Fitoquímica Principal
- Ácido ursólico e oleanólico: triterpenos nas folhas e frutos
- Flavonoides: vitexina, hiperosídeo, quercetina (perfil semelhante às Crataegus europeias)
- Pectinas: alto teor nos frutos (base para produção de ate e geleias)

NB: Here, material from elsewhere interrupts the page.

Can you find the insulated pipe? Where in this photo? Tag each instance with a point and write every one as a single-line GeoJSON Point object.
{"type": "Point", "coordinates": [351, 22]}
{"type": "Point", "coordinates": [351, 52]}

- Procianidinas: nos frutos e folhas
- Vitamina C: 40 a 60 miligramas por 100 gramas de fruto fresco
Pragas e Doenças Comuns
- Fire Blight (Erwinia amylovora): doença bacteriana que pode afetar severamente pomares
- Mosca-da-Fruta (Rhagoletis spp.): larvas danificam frutos
- Sarna (Venturia inaequalis): manchas escuras nos frutos e folhas
Conservação e Status Ambiental
A Crataegus pubescens não está classificada como ameaçada:
- Importância Cultural: o tejocote é ingrediente essencial do ponche navideño mexicano e está associado às festividades de posadas e Dia de los Muertos
- Produção Comercial: México produz mais de 30.000 toneladas anuais de tejocote, concentradas nos estados de Puebla, Chiapas e Estado do México
- Porta-Enxerto: sua resistência a solos vulcânicos e altitude torna-a porta-enxerto valioso para fruticultura de clima temperado tropical
História Botânica
A espécie foi descrita originalmente por Alexander von Humboldt e Aimé Bonpland como Mespilus pubescens durante sua expedição ao México (1803-1804), publicada por Kunth em Nova Genera et Species Plantarum. A reclassificação para Crataegus pubescens foi feita por Ernst Gottlieb von Steudel em 1840.
O uso do tejocote pelos povos mesoamericanos é pré-colombiano: os astecas consumiam os frutos como alimento e utilizavam a casca e as raízes na medicina tradicional náhuatl. O nome “texocotl” aparece no Códice Florentino de Bernardino de Sahagún (séc. XVI).
Identificação Visual
- Crataegus monogyna: frutos menores (6 a 10 milímetros) com 1 semente, espinhos mais longos e finos, folhas mais profundamente lobadas
- Malus domestica (Maçã): porte semelhante, mas sem espinhos, frutos muito maiores (5 a 10 centímetros) e folhas sem lobos
Referências e Estudos Científicos
Estudos Científicos Peer-Reviewed (1)
- DOI1997 Phipps, J. B. A review of Crataegus section Mexicanae (Rosaceae). Canadian Journal of Botany, 75(10), 1693-1709. 1997. ↗
Leituras Complementares (3)
- 2007 Nieto-Ángel, R. Frutales nativos, un recurso fitogenético de México. Universidad Autónoma Chapingo. 2007.
- Kunth, K. S. Nova Genera et Species Plantarum. Paris. 1823-1824.
- Sahagún, B. de. Historia General de las Cosas de Nueva España (Códice Florentino). México. c. 1577.